Lebanon’s Collapse: How Neoliberal Reforms, Foreign Debt, and Sectarian Governance Exacerbate Systemic Crisis
Original framing: “Lebanon - AP News” — AP News (via Google News)
The original framing omits the role of historical colonial legacies, such as French mandate-era economic structures, the 1975-1990 civil war’s economic disruptions, and the impact of Syrian and Israeli occupations. It also ignores indigenous economic practices, such as communal land tenure systems or traditional trade networks, which were eroded by neoliberal reforms. Marginalized voices—such as migrant workers, Palestinian refugees, and rural communities—are excluded from the discourse, despite their disproportionate suffering under the crisis.
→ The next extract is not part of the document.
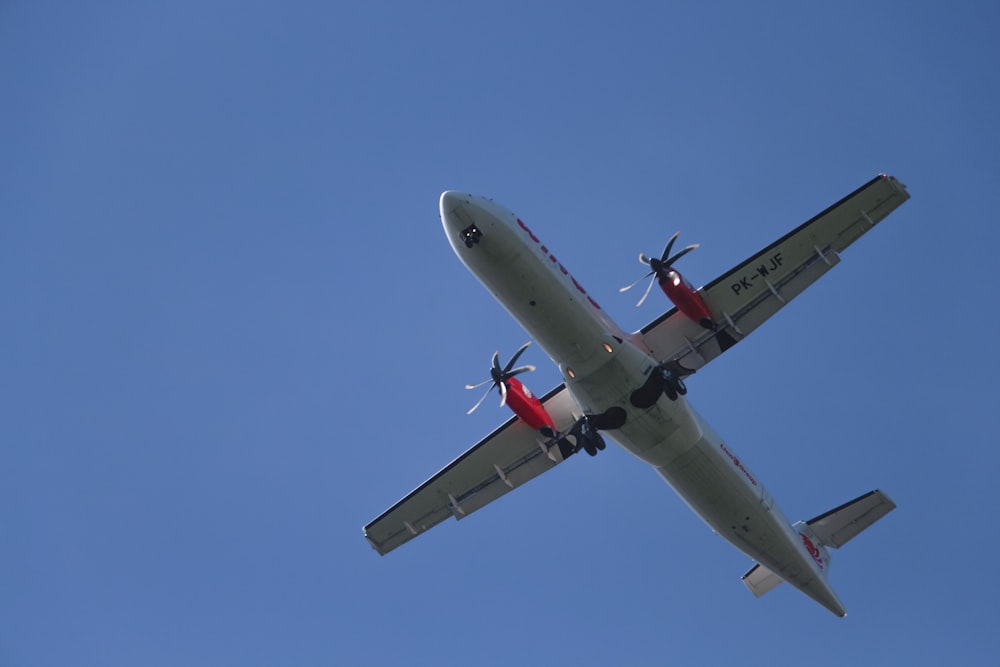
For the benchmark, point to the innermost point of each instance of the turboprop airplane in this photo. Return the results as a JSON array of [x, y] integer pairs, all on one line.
[[630, 386]]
Medium structural omission detected in mainstream coverage.
The narrative is produced by Western-centric news outlets like AP News, which frame Lebanon’s crisis through a lens of 'corruption' and 'failure,' serving the interests of global financial institutions and neoliberal policymakers. This framing obscures the complicity of international creditors, IMF/World Bank structural adjustment programs, and regional powers in perpetuating Lebanon’s debt dependency. It also centers Western economic paradigms while marginalizing alternative economic models, such as cooperative or communal governance systems.
Palestinian refugees in Lebanon, denied citizenship and access to 30+ professions, face systemic exclusion from economic recovery efforts despite contributing to the labor force. Migrant domestic workers, predominantly women from Ethiopia, the Philippines, and Sri Lanka, have been abandoned by their embassies and left destitute due to the currency collapse. Rural Shi’a communities in the Bekaa Valley, historically marginalized by Beirut-centric policies, have seen their agricultural cooperatives collapse under neoliberal trade liberalization.
Lebanon’s collapse is not a failure of governance but a systemic crisis rooted in neoliberal economic policies, foreign debt dependency, and sectarian governance structures that have persisted since the French mandate.